At its meeting on August 18, the Los Angeles City Council adopted environmental studies for four multifamily residential developments in Hollywood, Venice, and Sylmar, placing each project one step closer toward reality.
The first project, which comes from local developer Tooley Interests, would rise from a site located at 1400 N. Vine Street, replacing a pair of small retail buildings. Plans call for the construction of a nearly 200,000-square-foot building featuring 198 apartments above 16,000 square feet of ground-floor commercial space and parking for 278 vehicles. In exchange for density bonus incentives, 21 of the proposed apartments would be set aside as affordable housing at the very low-income level.
TCA Architects is designing the apartment complex, which would stand seven stories in height.
The Council's vote also exempts a proposed apartment complex from Wiseman Residential at 1600 E. Venice Boulevard from the California Environmental Quality Act (CEQA), while also rejecting an appeal which sought to block construction of the development.
The project, slated for a currently empty site, calls for the construction of a four-story building featuring 77 apartments - including seven extremely low-income affordable units - above semi-subterranean parking for 43 vehicles.
The appellant, identified as Venice resident Erica Moore, had urged the Council to overturn existing approvals for the project, arguing that the project's use of the Transit Oriented Communities incentives was illegal and that construction of the housing would increase traffic congestion on Venice Boulevard.
The third project - proposed by Venice-based GVS Properties - calls for demolishing three empty structures at 811-815 Ocean Front Walk, making way for a new building featuring nine apartments above 1,568 square feet of ground-floor restaurant space and a semi-subterranean parking garage for 30 vehicles.
The Council's vote exempted the proposed development from CEQA, and simultaneously rejected an appeal from a group of Venice Residents who argued that the demolition of vacant housing which now occupies the project site violates both the Mello Act and the California Coastal Act. However, a new condition of approval placed on the project will require that a minimum of one of the new apartments be reserved as affordable housing at the very low-income level.
The vote by the Council comes four years after entitlements for a smaller apartment building on the same site were overturned by the West Los Angeles Area Planning Commission, in part because the proposal would have resulted in a net loss of housing from the existing nine apartments.
The final development, planned by Valencia-based attorney and real estate broker David Rendall, would rise from a property at 13104 Glenoaks Boulevard in Sylmar.

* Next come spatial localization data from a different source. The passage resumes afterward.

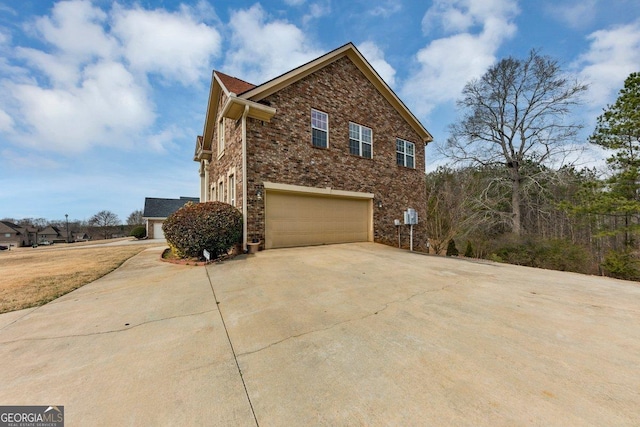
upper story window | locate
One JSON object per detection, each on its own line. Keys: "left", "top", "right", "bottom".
{"left": 217, "top": 119, "right": 225, "bottom": 156}
{"left": 396, "top": 138, "right": 415, "bottom": 168}
{"left": 311, "top": 109, "right": 328, "bottom": 148}
{"left": 349, "top": 122, "right": 372, "bottom": 158}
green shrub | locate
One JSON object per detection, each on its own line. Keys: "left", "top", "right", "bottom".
{"left": 464, "top": 240, "right": 474, "bottom": 257}
{"left": 130, "top": 225, "right": 146, "bottom": 239}
{"left": 163, "top": 201, "right": 242, "bottom": 260}
{"left": 488, "top": 253, "right": 503, "bottom": 263}
{"left": 446, "top": 239, "right": 459, "bottom": 256}
{"left": 601, "top": 250, "right": 640, "bottom": 281}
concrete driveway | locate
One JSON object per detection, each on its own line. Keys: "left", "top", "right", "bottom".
{"left": 0, "top": 243, "right": 639, "bottom": 425}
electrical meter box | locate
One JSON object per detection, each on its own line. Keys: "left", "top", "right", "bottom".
{"left": 404, "top": 208, "right": 418, "bottom": 225}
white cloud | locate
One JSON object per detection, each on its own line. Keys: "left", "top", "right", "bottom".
{"left": 10, "top": 60, "right": 154, "bottom": 152}
{"left": 30, "top": 0, "right": 116, "bottom": 61}
{"left": 545, "top": 0, "right": 598, "bottom": 29}
{"left": 147, "top": 126, "right": 185, "bottom": 153}
{"left": 369, "top": 1, "right": 402, "bottom": 17}
{"left": 575, "top": 20, "right": 640, "bottom": 108}
{"left": 0, "top": 0, "right": 222, "bottom": 154}
{"left": 357, "top": 41, "right": 396, "bottom": 87}
{"left": 402, "top": 0, "right": 519, "bottom": 116}
{"left": 284, "top": 0, "right": 306, "bottom": 5}
{"left": 16, "top": 47, "right": 81, "bottom": 87}
{"left": 422, "top": 0, "right": 518, "bottom": 36}
{"left": 112, "top": 4, "right": 221, "bottom": 85}
{"left": 0, "top": 108, "right": 13, "bottom": 131}
{"left": 302, "top": 2, "right": 331, "bottom": 24}
{"left": 0, "top": 28, "right": 9, "bottom": 46}
{"left": 224, "top": 4, "right": 323, "bottom": 83}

Plans call for the construction of a new two-story edifice featuring eight residential units, 927-square-foot cafe, and 2,552 square feet of other commercial uses. Covered parking would be provided at the ground-floor of the building. Workshop Design Collective is designing the proposed development, which is inspired by the look of horse barns common to the San Fernando Valley, and would be split into separate structures flanking a small courtyard.
The vote by the Council affirms a January vote of approval by the Los Angeles City Planning Commission.